In what is being characterized by the company as a major breakthrough in algae technology to be turned into biodiesel, California-based Aurora Biofuels has optimized algae strains that more than double their intake of carbon dioxide… important for producing the oil that is eventually turned into biodiesel.
This article from Biodiesel Magazine says while it’s hard to figure how much more economical and closer to industrial-sized commercial biodiesel production these algae will be, company officials believe it will bring algae-biodiesel production costs down to about $1.75 a gallon:
Optimized algae have been producing oil in Aurora Biofuels’ outdoor pilot ponds for several months, providing strong evidence that these strains will remain robust at the industrial scale and remove more carbon emissions than previously thought possible.
“This is a major breakthrough showing that one can take algae with improved productivity from the research lab to the field. What Aurora scientists have achieved is an impressive milestone on the path to large-scale commercial algae production,” said Kris Niyogi, a member of the company’s scientific advisory board and professor of algal biology at the University of California, Berkeley.
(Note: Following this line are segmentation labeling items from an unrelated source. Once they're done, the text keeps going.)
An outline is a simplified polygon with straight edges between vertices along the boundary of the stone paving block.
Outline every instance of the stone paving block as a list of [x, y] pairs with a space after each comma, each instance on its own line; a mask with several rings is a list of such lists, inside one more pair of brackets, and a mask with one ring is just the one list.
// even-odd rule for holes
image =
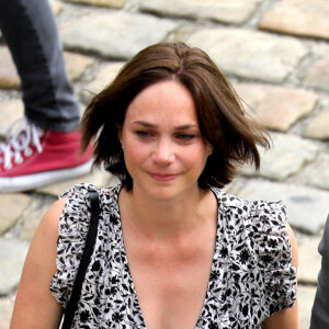
[[59, 1], [50, 0], [50, 5], [55, 15], [58, 15], [63, 10], [63, 3], [60, 3]]
[[13, 226], [32, 198], [23, 193], [0, 193], [0, 235]]
[[29, 243], [25, 241], [0, 238], [0, 296], [16, 288], [27, 250]]
[[247, 200], [282, 201], [290, 224], [309, 234], [318, 234], [328, 215], [329, 192], [303, 185], [249, 180], [238, 195]]
[[97, 53], [110, 58], [131, 58], [148, 45], [163, 41], [178, 23], [147, 14], [91, 12], [61, 29], [69, 49]]
[[293, 37], [238, 29], [200, 29], [185, 42], [208, 53], [228, 75], [276, 83], [308, 53]]
[[260, 2], [262, 0], [143, 0], [140, 8], [161, 15], [241, 24], [252, 15]]
[[298, 324], [299, 329], [309, 329], [310, 313], [316, 294], [315, 286], [298, 286]]
[[114, 80], [124, 64], [124, 61], [107, 64], [100, 69], [94, 79], [86, 86], [86, 89], [93, 94], [102, 91]]
[[309, 69], [304, 83], [307, 87], [329, 91], [329, 53]]
[[0, 88], [19, 89], [21, 80], [8, 47], [0, 47]]
[[318, 252], [320, 239], [319, 236], [297, 239], [298, 282], [317, 284], [321, 268], [321, 256]]
[[8, 329], [13, 310], [14, 299], [12, 297], [0, 298], [0, 329]]
[[33, 197], [33, 202], [20, 218], [20, 239], [32, 240], [39, 222], [55, 201], [55, 197], [44, 195], [35, 195]]
[[280, 132], [309, 114], [318, 99], [316, 93], [296, 88], [238, 83], [235, 89], [246, 102], [247, 112], [254, 113], [265, 127]]
[[0, 101], [0, 135], [5, 134], [7, 128], [18, 118], [24, 115], [22, 100]]
[[260, 149], [260, 171], [246, 166], [241, 170], [243, 174], [282, 181], [298, 173], [319, 151], [318, 145], [296, 135], [272, 133], [271, 137], [273, 147], [270, 150]]
[[328, 0], [281, 0], [264, 14], [259, 27], [329, 39], [328, 16]]
[[69, 0], [69, 2], [86, 3], [91, 5], [104, 5], [112, 8], [123, 8], [127, 0]]
[[105, 188], [109, 186], [111, 179], [112, 175], [106, 171], [100, 171], [98, 169], [94, 169], [90, 174], [82, 175], [71, 180], [66, 180], [64, 182], [59, 182], [57, 184], [48, 185], [45, 188], [41, 188], [37, 190], [37, 192], [58, 196], [59, 194], [68, 191], [75, 184], [84, 183], [84, 182], [94, 184], [98, 188]]
[[64, 57], [68, 77], [72, 81], [79, 80], [86, 69], [93, 64], [93, 59], [91, 57], [80, 54], [65, 53]]
[[310, 120], [305, 126], [303, 135], [315, 139], [329, 139], [329, 106]]
[[329, 150], [327, 150], [327, 152], [322, 151], [317, 158], [317, 161], [313, 162], [304, 170], [303, 177], [306, 184], [329, 190]]

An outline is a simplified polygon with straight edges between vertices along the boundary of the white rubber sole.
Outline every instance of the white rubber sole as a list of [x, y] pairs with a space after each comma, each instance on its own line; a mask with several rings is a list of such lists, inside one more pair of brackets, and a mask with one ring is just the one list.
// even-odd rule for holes
[[92, 160], [73, 168], [44, 171], [12, 178], [0, 178], [0, 192], [22, 192], [77, 178], [91, 171]]

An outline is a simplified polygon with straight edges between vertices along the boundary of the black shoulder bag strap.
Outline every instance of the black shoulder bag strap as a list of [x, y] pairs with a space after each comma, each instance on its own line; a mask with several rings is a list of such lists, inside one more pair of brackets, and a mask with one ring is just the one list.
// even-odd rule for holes
[[72, 288], [71, 298], [68, 302], [64, 311], [64, 321], [61, 325], [61, 329], [71, 328], [75, 313], [78, 308], [78, 302], [80, 299], [81, 287], [86, 276], [86, 271], [90, 263], [90, 258], [93, 252], [95, 238], [98, 235], [99, 216], [100, 216], [99, 193], [95, 191], [89, 192], [89, 197], [91, 201], [91, 218], [90, 218], [89, 229], [86, 238], [86, 245], [82, 252], [79, 270]]

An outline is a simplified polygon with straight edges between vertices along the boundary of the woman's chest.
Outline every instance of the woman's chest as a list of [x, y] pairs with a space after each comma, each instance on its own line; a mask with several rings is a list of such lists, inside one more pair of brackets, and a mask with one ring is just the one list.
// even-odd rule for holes
[[161, 252], [145, 257], [128, 254], [148, 329], [195, 328], [206, 297], [212, 260], [212, 251], [186, 258]]

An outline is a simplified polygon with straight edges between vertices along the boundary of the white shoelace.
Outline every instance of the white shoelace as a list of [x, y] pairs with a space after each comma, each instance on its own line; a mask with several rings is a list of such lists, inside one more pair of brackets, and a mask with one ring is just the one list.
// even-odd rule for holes
[[7, 170], [11, 169], [12, 160], [16, 164], [22, 163], [24, 159], [22, 152], [24, 152], [25, 157], [30, 157], [33, 154], [30, 147], [31, 144], [41, 154], [43, 147], [39, 143], [39, 137], [42, 137], [43, 133], [43, 129], [29, 123], [26, 117], [14, 121], [7, 129], [7, 141], [0, 144], [0, 163], [3, 162], [3, 168]]

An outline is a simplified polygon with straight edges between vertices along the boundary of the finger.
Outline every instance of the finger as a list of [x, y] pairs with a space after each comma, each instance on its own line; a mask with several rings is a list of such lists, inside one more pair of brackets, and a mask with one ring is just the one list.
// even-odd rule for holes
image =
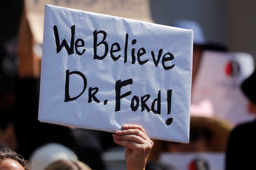
[[117, 144], [128, 147], [130, 149], [133, 150], [136, 148], [139, 148], [141, 144], [138, 144], [137, 143], [127, 141], [119, 141], [114, 138], [114, 142]]
[[129, 129], [122, 130], [117, 130], [115, 131], [115, 134], [118, 135], [125, 135], [125, 134], [130, 134], [130, 135], [134, 134], [134, 135], [141, 137], [143, 139], [145, 139], [145, 140], [149, 139], [149, 138], [147, 137], [147, 135], [146, 134], [144, 134], [141, 130], [140, 130], [138, 129]]
[[139, 130], [142, 131], [144, 134], [147, 134], [145, 130], [141, 126], [141, 125], [130, 125], [130, 124], [125, 124], [122, 126], [122, 128], [123, 129], [138, 129]]
[[141, 137], [135, 134], [126, 134], [123, 135], [113, 135], [113, 138], [118, 141], [126, 141], [135, 142], [139, 144], [145, 144], [147, 142]]

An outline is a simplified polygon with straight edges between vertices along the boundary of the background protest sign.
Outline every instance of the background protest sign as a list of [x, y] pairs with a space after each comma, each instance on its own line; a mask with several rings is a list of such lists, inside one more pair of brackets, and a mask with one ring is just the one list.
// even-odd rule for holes
[[46, 5], [39, 120], [188, 142], [193, 32]]
[[249, 54], [205, 52], [192, 90], [192, 103], [210, 100], [214, 116], [233, 125], [253, 120], [254, 116], [248, 113], [248, 100], [240, 86], [254, 68], [253, 57]]
[[163, 153], [159, 161], [176, 170], [225, 169], [225, 154], [222, 152]]

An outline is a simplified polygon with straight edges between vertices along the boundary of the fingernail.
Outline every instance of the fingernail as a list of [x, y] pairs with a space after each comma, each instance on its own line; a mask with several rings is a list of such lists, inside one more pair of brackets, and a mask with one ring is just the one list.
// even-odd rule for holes
[[117, 134], [117, 133], [121, 133], [121, 131], [121, 131], [120, 130], [118, 130], [115, 131], [115, 134]]
[[128, 125], [126, 125], [126, 124], [123, 125], [123, 126], [122, 126], [122, 128], [127, 128], [127, 127], [128, 127]]

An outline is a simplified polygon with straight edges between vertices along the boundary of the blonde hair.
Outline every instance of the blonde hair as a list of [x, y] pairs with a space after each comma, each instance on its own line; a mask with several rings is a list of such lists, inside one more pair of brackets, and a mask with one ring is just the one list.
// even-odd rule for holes
[[92, 170], [79, 160], [59, 160], [48, 165], [45, 170]]

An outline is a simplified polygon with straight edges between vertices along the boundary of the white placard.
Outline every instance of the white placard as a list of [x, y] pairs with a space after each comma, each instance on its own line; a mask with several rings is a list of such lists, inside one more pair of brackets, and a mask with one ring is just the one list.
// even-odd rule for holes
[[39, 120], [189, 141], [193, 32], [46, 5]]
[[240, 86], [254, 68], [251, 55], [238, 52], [205, 52], [192, 90], [192, 103], [210, 100], [214, 116], [233, 125], [252, 120], [247, 110], [248, 100]]

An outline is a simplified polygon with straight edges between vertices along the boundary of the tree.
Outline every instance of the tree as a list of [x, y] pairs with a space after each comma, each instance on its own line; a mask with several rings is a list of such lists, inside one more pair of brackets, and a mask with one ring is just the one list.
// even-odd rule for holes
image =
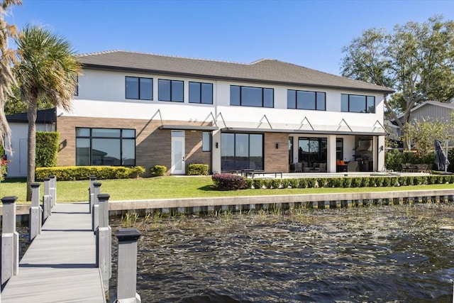
[[18, 64], [14, 68], [28, 119], [27, 200], [35, 181], [35, 121], [38, 101], [45, 97], [55, 106], [71, 109], [80, 64], [70, 43], [46, 28], [26, 26], [16, 39]]
[[453, 21], [436, 16], [423, 23], [397, 25], [392, 33], [368, 29], [343, 53], [343, 76], [395, 89], [390, 100], [385, 97], [384, 105], [402, 129], [415, 106], [454, 99]]
[[16, 85], [16, 79], [11, 71], [14, 52], [8, 48], [9, 38], [16, 35], [16, 26], [9, 25], [4, 16], [11, 5], [21, 4], [21, 0], [4, 0], [0, 2], [0, 147], [10, 152], [11, 129], [5, 116], [4, 106], [7, 96], [13, 95], [11, 87]]
[[453, 138], [450, 131], [453, 128], [453, 121], [446, 123], [441, 121], [426, 119], [416, 120], [404, 126], [402, 139], [409, 145], [411, 143], [419, 155], [423, 157], [428, 152], [433, 150], [433, 140], [441, 142]]

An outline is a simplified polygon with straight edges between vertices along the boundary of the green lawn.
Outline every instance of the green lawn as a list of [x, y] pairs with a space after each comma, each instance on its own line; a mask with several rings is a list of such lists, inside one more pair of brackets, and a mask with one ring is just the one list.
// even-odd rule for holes
[[[406, 186], [399, 187], [310, 188], [278, 189], [244, 189], [220, 192], [213, 189], [211, 177], [159, 177], [146, 179], [99, 180], [101, 192], [109, 194], [111, 200], [138, 200], [183, 197], [239, 197], [270, 194], [321, 194], [336, 192], [387, 192], [451, 189], [452, 184]], [[57, 181], [58, 201], [82, 202], [88, 199], [89, 181]], [[43, 184], [40, 187], [43, 193]], [[26, 182], [11, 180], [0, 183], [0, 197], [17, 196], [18, 202], [26, 202]]]

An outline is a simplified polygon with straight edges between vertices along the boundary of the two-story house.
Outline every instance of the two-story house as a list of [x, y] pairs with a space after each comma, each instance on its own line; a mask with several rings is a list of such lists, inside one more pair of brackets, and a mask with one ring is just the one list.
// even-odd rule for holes
[[123, 51], [82, 55], [73, 110], [57, 109], [59, 165], [184, 174], [384, 168], [389, 88], [275, 60], [250, 64]]

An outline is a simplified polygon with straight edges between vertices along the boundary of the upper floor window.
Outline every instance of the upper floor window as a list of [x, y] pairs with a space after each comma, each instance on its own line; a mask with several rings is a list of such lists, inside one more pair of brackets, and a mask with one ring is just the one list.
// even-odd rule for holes
[[326, 110], [326, 94], [322, 92], [287, 89], [287, 108], [297, 109]]
[[126, 99], [153, 100], [153, 78], [126, 77]]
[[183, 102], [184, 82], [179, 80], [157, 80], [157, 99], [159, 101]]
[[263, 87], [230, 86], [230, 105], [274, 107], [275, 90]]
[[211, 83], [189, 82], [189, 103], [213, 104]]
[[340, 111], [353, 113], [375, 113], [375, 97], [342, 94]]

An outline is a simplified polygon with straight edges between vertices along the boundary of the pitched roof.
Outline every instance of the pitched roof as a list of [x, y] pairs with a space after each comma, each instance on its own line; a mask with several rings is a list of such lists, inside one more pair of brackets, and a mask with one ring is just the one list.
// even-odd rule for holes
[[[15, 114], [6, 116], [8, 122], [28, 123], [27, 113]], [[43, 109], [36, 112], [36, 123], [50, 123], [57, 121], [55, 109]]]
[[292, 63], [262, 59], [252, 63], [112, 50], [78, 55], [85, 68], [254, 82], [347, 89], [390, 94], [389, 88], [336, 76]]

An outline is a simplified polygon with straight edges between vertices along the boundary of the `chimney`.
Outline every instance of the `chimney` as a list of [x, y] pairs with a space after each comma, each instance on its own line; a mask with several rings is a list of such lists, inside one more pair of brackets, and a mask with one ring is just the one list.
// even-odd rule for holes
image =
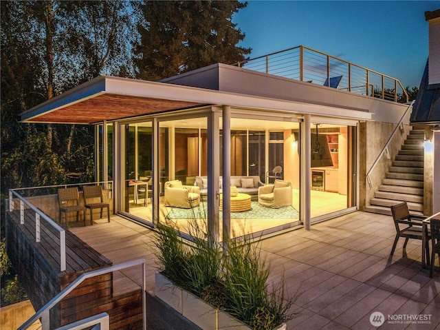
[[440, 83], [440, 9], [425, 12], [429, 24], [429, 85]]

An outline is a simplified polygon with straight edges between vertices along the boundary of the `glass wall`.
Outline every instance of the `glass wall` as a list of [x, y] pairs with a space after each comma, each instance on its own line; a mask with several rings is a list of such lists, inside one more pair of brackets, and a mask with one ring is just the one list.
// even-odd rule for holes
[[355, 167], [353, 134], [346, 125], [314, 123], [311, 127], [311, 217], [320, 217], [353, 206]]
[[152, 223], [153, 134], [151, 123], [120, 125], [120, 210]]

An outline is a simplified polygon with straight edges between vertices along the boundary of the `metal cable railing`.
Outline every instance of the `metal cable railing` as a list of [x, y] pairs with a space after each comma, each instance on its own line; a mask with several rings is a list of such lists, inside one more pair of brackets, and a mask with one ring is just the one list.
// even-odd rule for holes
[[[383, 100], [408, 103], [398, 79], [305, 46], [297, 46], [234, 65]], [[331, 79], [339, 78], [337, 86]]]

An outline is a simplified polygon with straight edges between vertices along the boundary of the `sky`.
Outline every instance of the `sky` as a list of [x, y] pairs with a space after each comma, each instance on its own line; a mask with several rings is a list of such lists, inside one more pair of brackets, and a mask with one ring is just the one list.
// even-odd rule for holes
[[436, 1], [257, 1], [233, 17], [250, 58], [302, 45], [419, 87]]

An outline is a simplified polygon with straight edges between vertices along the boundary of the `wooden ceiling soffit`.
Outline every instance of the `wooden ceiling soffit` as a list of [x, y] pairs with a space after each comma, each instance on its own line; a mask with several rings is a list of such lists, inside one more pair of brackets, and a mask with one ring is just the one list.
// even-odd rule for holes
[[204, 104], [184, 101], [105, 94], [48, 111], [26, 123], [89, 124], [179, 110]]

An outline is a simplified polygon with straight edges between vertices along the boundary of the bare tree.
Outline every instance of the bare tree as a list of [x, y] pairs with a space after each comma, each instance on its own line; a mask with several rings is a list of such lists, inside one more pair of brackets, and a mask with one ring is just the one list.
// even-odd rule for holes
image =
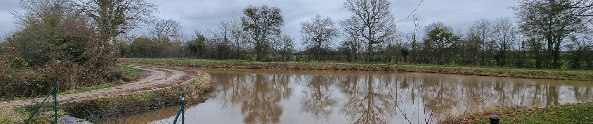
[[250, 5], [243, 11], [243, 31], [250, 33], [253, 39], [257, 61], [262, 61], [268, 47], [267, 36], [280, 33], [280, 28], [284, 26], [284, 18], [280, 14], [282, 11], [278, 7], [265, 5]]
[[76, 11], [94, 21], [107, 42], [151, 19], [159, 5], [152, 0], [70, 0]]
[[89, 52], [95, 54], [92, 65], [95, 65], [101, 58], [117, 53], [116, 49], [110, 48], [113, 47], [110, 47], [110, 39], [151, 18], [158, 6], [151, 0], [69, 1], [76, 11], [90, 17], [97, 26], [100, 46]]
[[301, 22], [301, 36], [303, 45], [314, 46], [315, 58], [317, 61], [323, 61], [321, 52], [322, 46], [329, 46], [331, 41], [339, 35], [338, 29], [334, 26], [336, 24], [329, 16], [322, 17], [317, 14], [311, 18], [310, 22]]
[[489, 38], [492, 36], [492, 22], [480, 18], [474, 22], [474, 25], [470, 28], [470, 31], [477, 36], [476, 43], [482, 46], [482, 65], [486, 65], [486, 49], [490, 42]]
[[542, 38], [547, 42], [547, 68], [560, 67], [560, 50], [565, 39], [584, 29], [585, 20], [579, 9], [559, 9], [557, 5], [570, 1], [523, 0], [511, 8], [517, 12], [521, 32], [527, 36]]
[[418, 16], [414, 14], [414, 16], [412, 17], [414, 21], [414, 30], [412, 32], [412, 62], [415, 62], [416, 59], [416, 51], [418, 51], [418, 34], [420, 34], [420, 28], [419, 24], [419, 20], [418, 19]]
[[395, 19], [388, 0], [347, 0], [344, 8], [352, 12], [350, 18], [340, 21], [348, 34], [366, 39], [366, 61], [373, 61], [373, 46], [394, 38]]
[[233, 48], [236, 52], [235, 56], [238, 59], [241, 56], [240, 54], [244, 43], [241, 40], [241, 36], [243, 35], [243, 29], [241, 25], [241, 16], [237, 12], [232, 12], [228, 22], [231, 26], [231, 40], [233, 42]]
[[494, 22], [493, 39], [498, 46], [499, 54], [498, 63], [499, 66], [505, 66], [505, 52], [511, 48], [511, 46], [517, 40], [517, 31], [515, 30], [515, 25], [512, 21], [508, 17], [499, 18]]
[[179, 31], [181, 30], [179, 21], [173, 19], [159, 19], [152, 24], [152, 27], [148, 31], [158, 40], [166, 39], [165, 41], [168, 42], [171, 38], [178, 36]]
The company is currently investigating three different locations for its demonstration stage algae cultivation sites, but could not disclose specifics in a conversation today with Biodiesel Magazine. “We can say that we expect to be cultivating and harvesting algae oil at a 50-acre site by the second quarter of 2010,” the Aurora spokesman said.
Aurora has been growing the algae in Florida and shipping it to its headquarters in California to be turned into biodiesel that meets ASTM standards. But Aurora is not looking at producing biodiesel and selling the green fuel itself… just the algae’s oil.